# help pcc trolley



## pete (Jan 2, 2008)

Ok i have taken the body off the frame to install people and to add tissue paper all that is done. Now we are trying to get the body back on the frame. The body is on all except for a little bit on the front end about a 1/8 inch. The front is not quite flush with the frame.HELP


----------



## Greg Elmassian (Jan 3, 2008)

Check to see if the subframe that holds the people is tight down against the metal chassis tightly at each end. 

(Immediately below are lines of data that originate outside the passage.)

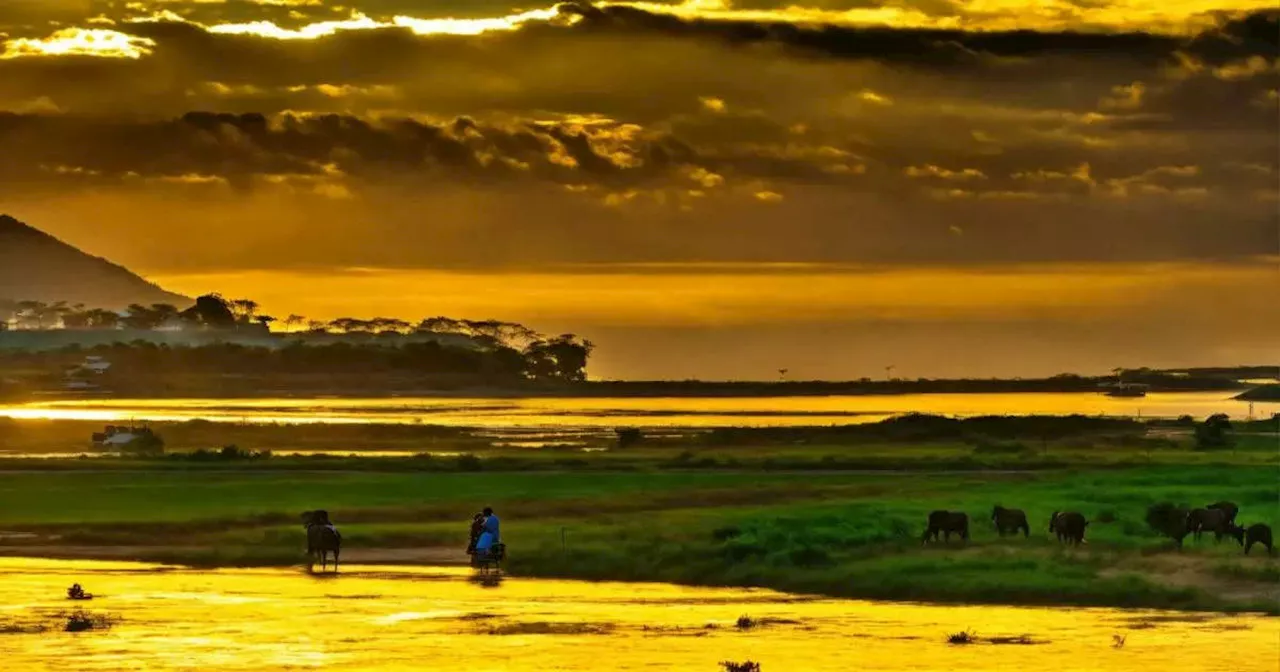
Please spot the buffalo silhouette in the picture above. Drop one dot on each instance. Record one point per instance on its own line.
(1069, 526)
(1229, 508)
(323, 538)
(1010, 520)
(947, 522)
(1257, 534)
(1208, 520)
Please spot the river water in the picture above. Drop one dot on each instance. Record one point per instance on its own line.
(392, 618)
(681, 412)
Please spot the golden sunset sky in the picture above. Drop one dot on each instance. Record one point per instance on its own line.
(705, 188)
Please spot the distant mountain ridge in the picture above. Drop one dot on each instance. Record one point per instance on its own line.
(36, 266)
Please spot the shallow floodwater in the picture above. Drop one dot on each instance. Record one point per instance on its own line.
(543, 414)
(392, 618)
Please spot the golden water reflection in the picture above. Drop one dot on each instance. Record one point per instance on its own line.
(636, 411)
(393, 618)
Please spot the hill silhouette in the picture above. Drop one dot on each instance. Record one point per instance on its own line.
(36, 266)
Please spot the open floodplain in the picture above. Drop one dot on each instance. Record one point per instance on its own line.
(643, 556)
(400, 618)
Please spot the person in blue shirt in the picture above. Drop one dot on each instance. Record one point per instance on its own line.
(489, 531)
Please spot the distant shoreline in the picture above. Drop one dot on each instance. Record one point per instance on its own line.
(232, 388)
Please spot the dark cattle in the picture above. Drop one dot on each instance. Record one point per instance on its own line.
(947, 522)
(1257, 534)
(1229, 508)
(1207, 520)
(1010, 520)
(323, 538)
(1069, 526)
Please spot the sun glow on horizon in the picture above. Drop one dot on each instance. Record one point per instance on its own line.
(80, 42)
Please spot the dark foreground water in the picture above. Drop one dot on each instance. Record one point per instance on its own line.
(648, 412)
(401, 618)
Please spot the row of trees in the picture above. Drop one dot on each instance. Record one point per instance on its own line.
(561, 359)
(493, 347)
(209, 311)
(214, 311)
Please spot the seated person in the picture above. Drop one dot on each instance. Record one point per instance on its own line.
(489, 533)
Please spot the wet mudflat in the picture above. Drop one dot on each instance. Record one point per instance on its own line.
(438, 618)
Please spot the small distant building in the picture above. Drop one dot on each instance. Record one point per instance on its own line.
(95, 365)
(127, 438)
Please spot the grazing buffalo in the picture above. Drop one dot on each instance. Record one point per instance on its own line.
(1229, 508)
(946, 522)
(1069, 526)
(1207, 520)
(1010, 520)
(1257, 534)
(323, 538)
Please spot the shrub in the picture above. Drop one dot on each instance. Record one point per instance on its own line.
(809, 557)
(629, 437)
(725, 534)
(1215, 433)
(997, 447)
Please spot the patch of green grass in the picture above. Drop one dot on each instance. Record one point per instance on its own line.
(823, 533)
(82, 497)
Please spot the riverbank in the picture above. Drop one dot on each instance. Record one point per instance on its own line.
(387, 617)
(832, 534)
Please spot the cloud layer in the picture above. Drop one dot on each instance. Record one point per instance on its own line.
(487, 136)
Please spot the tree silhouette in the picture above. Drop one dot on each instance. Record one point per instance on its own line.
(243, 309)
(210, 311)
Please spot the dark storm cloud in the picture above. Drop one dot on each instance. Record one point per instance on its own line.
(640, 136)
(1238, 37)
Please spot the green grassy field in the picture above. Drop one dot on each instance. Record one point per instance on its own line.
(840, 534)
(832, 511)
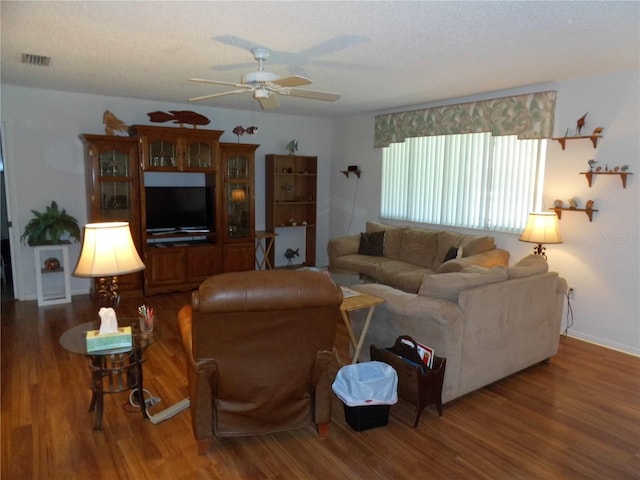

Make sure the two door assemblies are tight against the shell, they are only secured at one end, in the roof. 

Greg


----------



## pete (Jan 2, 2008)

Greg thanks for the reply. My wife and myself kept looking to see what it could be that was stopping the body from aligning with the frame. Well we found the problem. I put a engineer in the drivers seat and the top of his hat and his nose were to big to let the body fit down on the frame. He now looks like frankenstein. But the trolley is back together again. Thanks for the suggestion.


----------



## Stan Cedarleaf (Jan 2, 2008)

Good job, Pete.... The old saying "Whatever works" is appropriate....


----------



## Greg Elmassian (Jan 3, 2008)

A tip for anyone else opening one up: There are some wires routed in channels in the chassis, and they barely fit, so when one pops up, the sub frame with the seats won't sit flush. 

Greg


----------